Generate strings in lexicographical order in Python


How can I write a Python generator that lazily generates all strings composed of lowercase English letters of up to a certain length1?

I have written my own solution (posted below as an answer), but I would like to see if there are any more elegant/efficient/fun solutions out there.

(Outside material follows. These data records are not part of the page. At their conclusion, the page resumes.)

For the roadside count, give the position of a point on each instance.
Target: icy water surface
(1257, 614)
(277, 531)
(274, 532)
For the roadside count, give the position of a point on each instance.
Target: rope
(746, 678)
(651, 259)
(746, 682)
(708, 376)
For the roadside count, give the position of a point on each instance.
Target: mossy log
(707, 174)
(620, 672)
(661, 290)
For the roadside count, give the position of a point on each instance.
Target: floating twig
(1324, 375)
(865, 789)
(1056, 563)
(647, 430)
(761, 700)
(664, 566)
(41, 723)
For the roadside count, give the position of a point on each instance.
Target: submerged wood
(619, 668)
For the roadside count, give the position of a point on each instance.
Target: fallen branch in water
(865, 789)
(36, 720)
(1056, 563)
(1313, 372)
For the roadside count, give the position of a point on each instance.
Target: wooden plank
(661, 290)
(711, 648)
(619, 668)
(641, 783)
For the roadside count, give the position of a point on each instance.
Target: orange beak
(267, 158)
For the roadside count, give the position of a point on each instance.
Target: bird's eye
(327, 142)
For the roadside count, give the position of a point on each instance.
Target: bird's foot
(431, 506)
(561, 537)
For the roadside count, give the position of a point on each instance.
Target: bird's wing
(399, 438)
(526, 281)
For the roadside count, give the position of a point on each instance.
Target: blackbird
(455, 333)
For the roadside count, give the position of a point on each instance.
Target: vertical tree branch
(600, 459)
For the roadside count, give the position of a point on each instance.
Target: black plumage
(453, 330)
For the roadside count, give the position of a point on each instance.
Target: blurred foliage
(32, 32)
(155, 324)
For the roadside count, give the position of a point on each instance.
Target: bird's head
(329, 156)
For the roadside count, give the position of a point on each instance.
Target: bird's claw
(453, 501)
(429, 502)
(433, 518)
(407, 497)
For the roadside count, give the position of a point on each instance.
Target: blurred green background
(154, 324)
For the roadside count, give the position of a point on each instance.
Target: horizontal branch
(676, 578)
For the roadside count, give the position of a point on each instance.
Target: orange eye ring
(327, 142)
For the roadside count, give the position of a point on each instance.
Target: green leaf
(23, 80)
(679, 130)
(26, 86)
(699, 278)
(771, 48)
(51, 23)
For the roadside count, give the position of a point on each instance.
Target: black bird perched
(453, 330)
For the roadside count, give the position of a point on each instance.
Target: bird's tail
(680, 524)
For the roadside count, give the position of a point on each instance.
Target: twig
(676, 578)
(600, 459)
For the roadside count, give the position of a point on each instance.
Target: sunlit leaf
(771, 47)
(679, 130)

1 An infinite iterator would be pretty useless because it would just generate strings composed of only the character a. This is because the lexicographical ordering of strings is not a well-order; it can be thought of as composed of an infinite sequence of infinitely nested sequences: (a, (aa, ...), (ab, ...), ...), (b, (ba, ...), (bb, ...), ...), ... The generator would never reach ab since it has an infinite amount of predecessors.


Solution

  • Here is my solution:

    import string
    
    
    def lexstrings(max_length: int, alphabet=string.ascii_lowercase):
        yield ""
        if max_length == 0: return
        for first in alphabet:
            for suffix in lexstrings(max_length - 1, alphabet=alphabet):
                yield first + suffix
    

    Example:

    >>> g = lexstrings(max_length=3, alphabet="ab")
    >>> list(g)
    ['',
     'a',
     'aa',
     'aaa',
     'aab',
     'ab',
     'aba',
     'abb',
     'b',
     'ba',
     'baa',
     'bab',
     'bb',
     'bba',
     'bbb']
    

    This might not be the best solution because it involves recursion and using the + operator m times to generate a string of length m, which isn't efficient because Python generates copies of the intermediate results (since strings are immutable).

    This implementation also "supports" the infinite version:

    >>> g = lexstrings(-1)
    >>> next(g)
    ''
    >>> next(g)
    'a'
    >>> next(g)
    'aa'
    >>> next(g)
    'aaa'
    ...